Disquiet over non-appointment of federal auditor general
There is disquiet in the federal civil service over government’s failure to appoint a new Auditor General for the Federation [AuGF] six months after the last occupant, Samuel Okura, retired at the mandatory age of 60.
Okura on retirement was replaced by Mrs. Florence Anyanwu, Director of Audit in charge of Legislature, Judiciary and Security Agencies Department, who was in acting capacity for six months that expired last Monday.
The Federal Civil Service Commission had advertised and conducted an interview to fill the vacant post six months ago and a committee reportedly raised to advise the Presidency on the appropriate candidate for the position. But as of yesterday no action had been taken on a replacement.
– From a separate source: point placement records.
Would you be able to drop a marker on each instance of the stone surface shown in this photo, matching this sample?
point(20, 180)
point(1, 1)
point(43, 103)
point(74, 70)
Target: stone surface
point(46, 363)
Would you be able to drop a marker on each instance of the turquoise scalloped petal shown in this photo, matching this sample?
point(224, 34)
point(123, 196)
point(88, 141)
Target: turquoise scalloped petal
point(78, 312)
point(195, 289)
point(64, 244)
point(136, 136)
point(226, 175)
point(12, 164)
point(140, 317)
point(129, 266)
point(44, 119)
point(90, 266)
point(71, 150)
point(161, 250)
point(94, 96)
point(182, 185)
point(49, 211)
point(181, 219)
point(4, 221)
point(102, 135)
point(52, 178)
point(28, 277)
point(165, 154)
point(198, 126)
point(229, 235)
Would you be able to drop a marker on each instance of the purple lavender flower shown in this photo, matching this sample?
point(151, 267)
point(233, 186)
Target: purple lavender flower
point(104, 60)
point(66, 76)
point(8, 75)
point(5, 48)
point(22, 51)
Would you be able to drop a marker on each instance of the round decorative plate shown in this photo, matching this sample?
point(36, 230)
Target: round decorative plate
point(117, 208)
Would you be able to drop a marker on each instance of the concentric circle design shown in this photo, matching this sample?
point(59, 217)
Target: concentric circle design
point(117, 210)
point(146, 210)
The commission told The Guardian that it had duly concluded the selection and recommendation made to the Presidency, which is expected to nominate one of the recommended candidates to the National Assembly for confirmation.
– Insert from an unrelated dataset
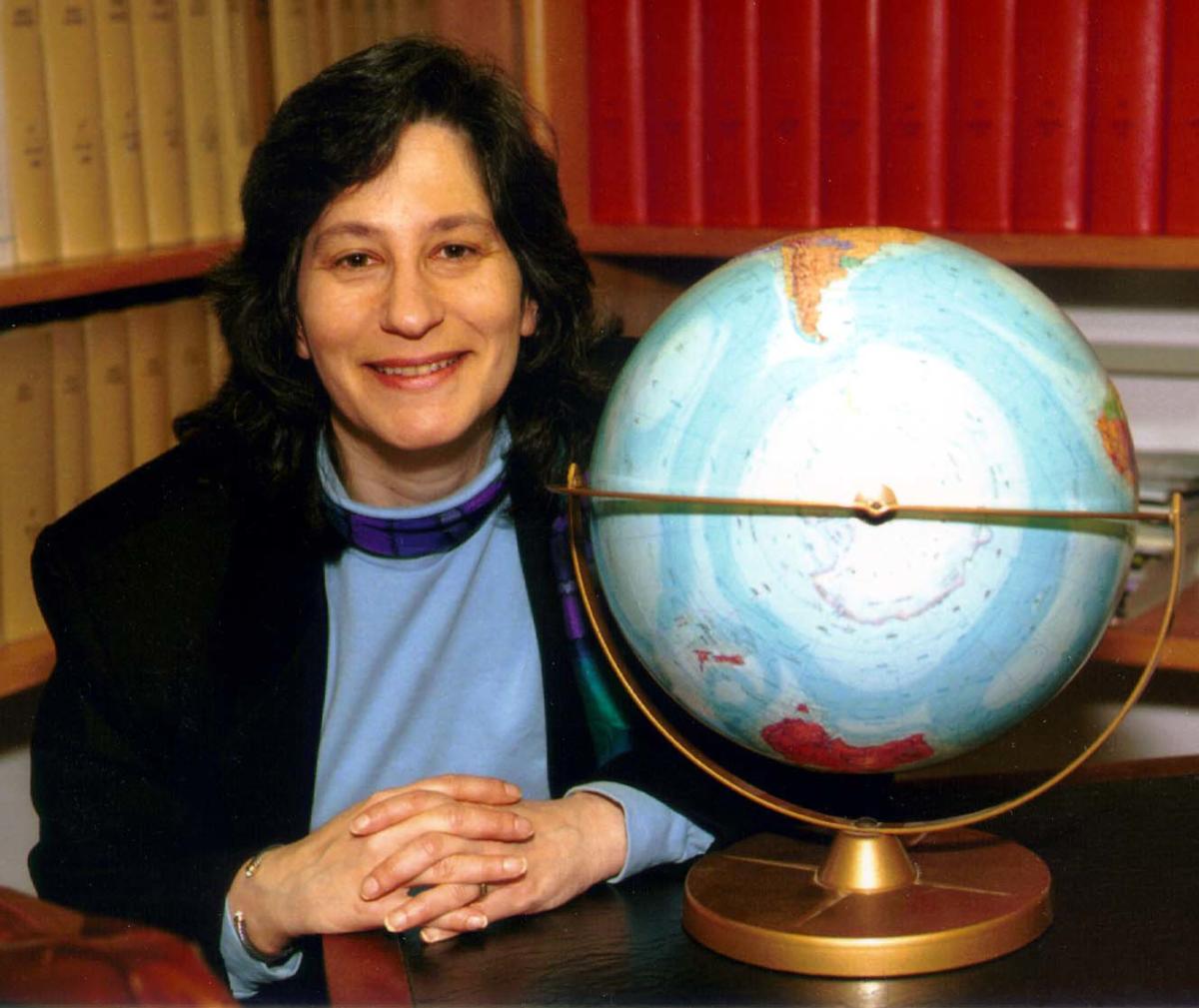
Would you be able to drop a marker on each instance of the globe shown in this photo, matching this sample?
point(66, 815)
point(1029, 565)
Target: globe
point(879, 366)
The commission’s spokesman, Dr. Joel Oruche, said: “We have already submitted the names of the recommended persons to the president for final selection and approval before passing it to the National Assembly for confirmation. We are sure that the announcement will soon be made.”
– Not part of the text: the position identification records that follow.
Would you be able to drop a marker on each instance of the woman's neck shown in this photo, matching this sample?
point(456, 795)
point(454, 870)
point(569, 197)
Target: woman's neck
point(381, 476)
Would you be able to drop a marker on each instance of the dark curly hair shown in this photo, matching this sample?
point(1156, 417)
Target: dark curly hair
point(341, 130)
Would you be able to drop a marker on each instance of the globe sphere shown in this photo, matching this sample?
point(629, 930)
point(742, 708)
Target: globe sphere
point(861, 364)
However, some civil servants said the vacuum was capable of leading to lack of direction in the sensitive agency the AuGF supervises.
One of them, who spoke to The Guardian under anonymity, said: “Nobody is in charge here. Staff members are free to indulge in any malfeasance and there is nobody to mete out punishment. I have never seen this kind of laxity anywhere in the world.”
Another pointed out that the implication of the lack of leadership could affect the 2015 audit report of federal ministries, departments and agencies (MDAs), which it was in the process of submitting to the National Assembly.
Under the Nigerian Constitution, the OAuGF is mandated to submit audited financial statements of the preceding year by the end September of the succeeding year to the National Assembly. This will enable the lawmakers to look at how the public finance had been kept by chief executives of government agencies. Last year’s report is already in default of that constitutional provision, a blame attributed to the leadership void.